System scheduling is for implementing auto fault tolerance and load balancing, which are core issues of distributed system, and are also two of the decisive features for whether or not CURVE can be deployed in production environment. Auto fault tolerance promises that data loss caused by commonly seen abnormals (e.g. disk failure and system outage) will be fixed automatically without people getting involved. Load balancing and resources balancing make sure that the system can make the best use of hardware resources like disk, CPU and memory.
Figure 7 Structure of scheduler module
Figure 7 shows the structure of the scheduler module.
Coordinator: Coordinator serves as the interface of the scheduler module. After receiving copyset info provided by heartbeats from chunkserver, coordinator will decide whether there's any configuration change for current copyset, and will distribute the change if there is.

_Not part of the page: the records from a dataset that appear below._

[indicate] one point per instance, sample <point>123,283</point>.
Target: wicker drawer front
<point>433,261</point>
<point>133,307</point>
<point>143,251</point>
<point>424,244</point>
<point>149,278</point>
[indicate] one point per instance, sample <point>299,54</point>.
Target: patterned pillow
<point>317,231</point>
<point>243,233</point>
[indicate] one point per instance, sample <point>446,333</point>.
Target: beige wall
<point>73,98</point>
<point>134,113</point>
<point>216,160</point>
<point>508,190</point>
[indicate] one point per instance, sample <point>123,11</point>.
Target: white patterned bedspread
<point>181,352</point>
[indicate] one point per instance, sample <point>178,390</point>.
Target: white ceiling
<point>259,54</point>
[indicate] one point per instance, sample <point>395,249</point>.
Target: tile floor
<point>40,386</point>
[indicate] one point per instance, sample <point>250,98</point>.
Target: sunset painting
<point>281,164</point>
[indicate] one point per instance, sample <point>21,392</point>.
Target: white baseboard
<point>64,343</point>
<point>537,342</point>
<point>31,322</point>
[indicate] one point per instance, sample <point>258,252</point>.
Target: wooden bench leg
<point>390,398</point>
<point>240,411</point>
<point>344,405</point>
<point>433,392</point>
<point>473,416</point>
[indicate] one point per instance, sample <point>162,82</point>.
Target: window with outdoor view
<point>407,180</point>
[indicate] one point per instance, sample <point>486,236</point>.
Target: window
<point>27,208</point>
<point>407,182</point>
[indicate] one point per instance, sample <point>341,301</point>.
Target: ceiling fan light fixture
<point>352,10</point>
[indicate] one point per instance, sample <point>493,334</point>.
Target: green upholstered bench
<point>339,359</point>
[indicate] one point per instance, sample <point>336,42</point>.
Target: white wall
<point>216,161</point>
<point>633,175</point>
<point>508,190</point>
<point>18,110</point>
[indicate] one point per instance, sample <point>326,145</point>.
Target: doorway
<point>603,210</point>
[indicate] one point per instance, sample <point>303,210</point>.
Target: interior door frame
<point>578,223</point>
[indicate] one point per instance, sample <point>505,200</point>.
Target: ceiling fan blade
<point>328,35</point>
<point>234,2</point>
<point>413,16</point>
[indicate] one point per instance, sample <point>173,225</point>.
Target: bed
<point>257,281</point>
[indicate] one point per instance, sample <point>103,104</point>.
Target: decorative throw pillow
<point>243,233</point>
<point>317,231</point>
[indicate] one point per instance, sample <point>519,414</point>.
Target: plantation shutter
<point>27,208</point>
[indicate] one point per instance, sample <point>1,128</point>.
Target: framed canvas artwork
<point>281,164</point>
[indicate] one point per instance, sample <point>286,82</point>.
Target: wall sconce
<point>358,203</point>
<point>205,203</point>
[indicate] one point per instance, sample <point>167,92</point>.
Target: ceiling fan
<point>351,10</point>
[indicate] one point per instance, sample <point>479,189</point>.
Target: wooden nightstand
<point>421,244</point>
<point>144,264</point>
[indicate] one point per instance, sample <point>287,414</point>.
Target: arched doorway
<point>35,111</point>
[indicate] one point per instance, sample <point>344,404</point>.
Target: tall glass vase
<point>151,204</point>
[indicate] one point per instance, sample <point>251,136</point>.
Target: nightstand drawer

Task calculation: Task calculation module is for generating tasks by calculating data of corresponding status. This module consists of a few regular tasks and a triggerable task. Regular tasks include CopySetScheduler, LeaderScheduler, ReplicaScheduler and RecoverScheduler. CopySetScheduler is the scheduler for copyset balancing, generating copysets immigration tasks according to their distribution. LeaderScheduler is the scheduler for leader balancing, which responsible for changing leader according to leaders' distribution. ReplicaScheduler is for scheduling replica number, managing the generation and deletion of replica by analysing current replica numbers of a copyset, while RecoverScheduler controls the immigration of copysets according to their liveness. For triggerable task, RapidLeaderScheduler is for quick leader balancing, triggered by external events, and generates multiple leader changing task at a time to make leaders of the cluster balance as quick as possible. Another two modules are TopoAdapter and CommonStrategy. The former one is for fetching data required by topology module, while the later one implements general strategies for adding and removing replica.
Task managing: Task managing module manages tasks generated by task calculation module. Inside this module we can see components OperatorController, OperatorStateUpdate and Metric, responsible for fetching and storing tasks, updating status according to copyset info reported and measuring tasks number respectively.